Let’s Fix The Transfer Problem ‘One Piece At A Time’

One Piece at a Time” is one of my favorite Johnny Cash songs. In the song, a young man goes to “workin’ on a ‘sembly line” in a Detroit auto plant. He devises a plan to build a car by sneaking parts out one piece at a time. In the end, he has created a “’49, ’50, ’51, ’52, ’53, ’54, ’55, ’56, ’57, ’58, ’59 automobile.” I was reminded of this song as I drafted my testimony for Missouri Senate Committee Substitute for Senate Bills 493, 485, 495, 516, 534, 545, 595, 616, 624. It wasn’t just the name of the bill that reminded me of the song, but the way that so many different parts that seemingly do not go together were crammed into one bill.

Though the bill touches on many different topics, I tried to limit my testimony to the crux of the bill — the student transfer issue. As I said in my testimony:

Ever since the Missouri Supreme Court upheld a student’s right to transfer from an unaccredited school district to a nearby accredited one, Missouri school leaders have coordinated efforts to put an end to the transfer law. Some concerns regarding the transfer program hold merit. For instance, the current law has the potential to lead to the bankruptcy of unaccredited districts or to lead to overcrowding in accredited ones. Unfortunately, these problems have led many to ask, “How can we end student transfers?” rather than, “How can we make the transfer law work for students?”

Missouri Sen. David Pearce (R-Dist. 21) reiterated this point, stating that this bill is intended to reduce the number of students transferring.

Allowing students to choose their school is a good thing and we can make this program work for students if we institute four changes.

  1. Give accredited school districts the right to determine how many students they will accept.
  2. Fix the tuition calculation so that unaccredited districts will not be forced to pay rates that are higher than they spend themselves.
  3. Expand choice to private schools in the same or adjoining counties.
  4. Establish a fund to provide transportation for transfer students. Appropriations from general revenue and donations from the public could fund this.

You can read more details about my suggestions in my full testimony.

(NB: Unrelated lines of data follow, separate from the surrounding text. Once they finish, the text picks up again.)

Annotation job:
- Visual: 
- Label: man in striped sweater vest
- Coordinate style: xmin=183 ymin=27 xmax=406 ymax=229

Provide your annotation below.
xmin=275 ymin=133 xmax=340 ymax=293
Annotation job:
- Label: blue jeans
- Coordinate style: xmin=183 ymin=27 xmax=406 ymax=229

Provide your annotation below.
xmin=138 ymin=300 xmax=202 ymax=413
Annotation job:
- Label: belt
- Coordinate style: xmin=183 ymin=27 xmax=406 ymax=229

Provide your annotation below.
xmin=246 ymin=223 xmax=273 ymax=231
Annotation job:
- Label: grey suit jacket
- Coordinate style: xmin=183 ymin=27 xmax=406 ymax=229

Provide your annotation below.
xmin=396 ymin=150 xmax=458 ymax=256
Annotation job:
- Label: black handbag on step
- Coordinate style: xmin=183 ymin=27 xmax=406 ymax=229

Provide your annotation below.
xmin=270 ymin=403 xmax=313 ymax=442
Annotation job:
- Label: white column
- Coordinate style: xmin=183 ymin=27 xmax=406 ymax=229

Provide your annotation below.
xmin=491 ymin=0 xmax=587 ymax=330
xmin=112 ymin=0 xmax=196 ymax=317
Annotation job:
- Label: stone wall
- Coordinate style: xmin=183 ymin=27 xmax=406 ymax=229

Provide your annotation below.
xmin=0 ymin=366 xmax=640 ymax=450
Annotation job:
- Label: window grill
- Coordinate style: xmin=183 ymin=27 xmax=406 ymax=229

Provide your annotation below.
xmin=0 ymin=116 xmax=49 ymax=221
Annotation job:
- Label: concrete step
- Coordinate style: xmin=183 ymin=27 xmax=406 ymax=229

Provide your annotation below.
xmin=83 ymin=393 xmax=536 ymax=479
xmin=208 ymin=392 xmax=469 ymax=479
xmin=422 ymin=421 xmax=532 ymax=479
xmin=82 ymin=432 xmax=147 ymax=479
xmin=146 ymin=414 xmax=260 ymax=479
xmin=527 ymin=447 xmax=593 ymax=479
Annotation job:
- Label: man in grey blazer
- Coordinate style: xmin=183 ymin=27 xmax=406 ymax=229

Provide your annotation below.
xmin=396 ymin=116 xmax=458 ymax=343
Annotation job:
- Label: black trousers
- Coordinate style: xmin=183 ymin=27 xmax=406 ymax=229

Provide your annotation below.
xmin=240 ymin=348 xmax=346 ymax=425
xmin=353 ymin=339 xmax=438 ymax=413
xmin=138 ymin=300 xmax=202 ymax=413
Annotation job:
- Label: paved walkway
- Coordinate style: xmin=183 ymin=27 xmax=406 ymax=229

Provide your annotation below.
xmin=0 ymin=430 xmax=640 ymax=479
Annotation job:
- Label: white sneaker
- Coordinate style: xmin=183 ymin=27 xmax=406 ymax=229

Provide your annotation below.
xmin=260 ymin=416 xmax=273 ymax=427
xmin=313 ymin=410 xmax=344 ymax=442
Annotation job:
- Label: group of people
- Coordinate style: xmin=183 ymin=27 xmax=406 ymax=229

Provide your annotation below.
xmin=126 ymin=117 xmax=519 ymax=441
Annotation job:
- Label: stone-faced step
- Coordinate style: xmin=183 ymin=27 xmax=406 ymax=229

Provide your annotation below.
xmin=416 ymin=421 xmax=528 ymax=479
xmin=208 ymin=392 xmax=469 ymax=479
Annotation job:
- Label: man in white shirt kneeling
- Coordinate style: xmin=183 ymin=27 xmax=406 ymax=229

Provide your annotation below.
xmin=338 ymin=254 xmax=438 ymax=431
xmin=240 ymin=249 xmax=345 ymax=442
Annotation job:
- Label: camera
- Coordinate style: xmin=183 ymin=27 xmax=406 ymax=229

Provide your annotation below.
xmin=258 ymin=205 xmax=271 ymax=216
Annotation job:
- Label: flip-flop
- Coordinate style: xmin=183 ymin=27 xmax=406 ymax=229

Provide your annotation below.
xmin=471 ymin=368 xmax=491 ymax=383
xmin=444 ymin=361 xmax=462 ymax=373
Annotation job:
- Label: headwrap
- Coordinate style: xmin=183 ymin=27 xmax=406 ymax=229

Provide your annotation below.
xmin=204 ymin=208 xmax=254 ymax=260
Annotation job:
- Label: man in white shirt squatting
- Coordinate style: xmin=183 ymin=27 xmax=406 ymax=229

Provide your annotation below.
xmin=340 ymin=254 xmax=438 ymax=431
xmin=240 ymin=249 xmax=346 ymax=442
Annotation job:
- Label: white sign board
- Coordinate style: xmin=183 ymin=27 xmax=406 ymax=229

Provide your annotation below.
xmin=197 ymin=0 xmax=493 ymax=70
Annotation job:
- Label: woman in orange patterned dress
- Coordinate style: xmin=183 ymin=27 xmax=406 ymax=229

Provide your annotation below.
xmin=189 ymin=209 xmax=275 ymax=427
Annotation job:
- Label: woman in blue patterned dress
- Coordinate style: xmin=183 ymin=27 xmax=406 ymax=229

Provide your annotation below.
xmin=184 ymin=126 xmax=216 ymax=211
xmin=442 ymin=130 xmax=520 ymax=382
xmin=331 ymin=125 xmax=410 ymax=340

Gas Taxes vs. Transit Fares

In a post on NextSTL, the author points out that gas taxes in Missouri have not kept pace with inflation (the last time the tax went up was in 1996) while fares for transit have increased faster than inflation. The takeaway:

As you can see the value of the gas tax has been eroded by inflation while Metro fares have out-paced it. Of course this isn’t the whole picture. Property and local sales taxes and the Federal gas tax (hasn’t increased since 1993) and general revenues also fund streets, roads, and highways, and local sales taxes, Federal, and a minute amount of state money goes into Metro. But this puts into perspective just who is paying their “fare” share.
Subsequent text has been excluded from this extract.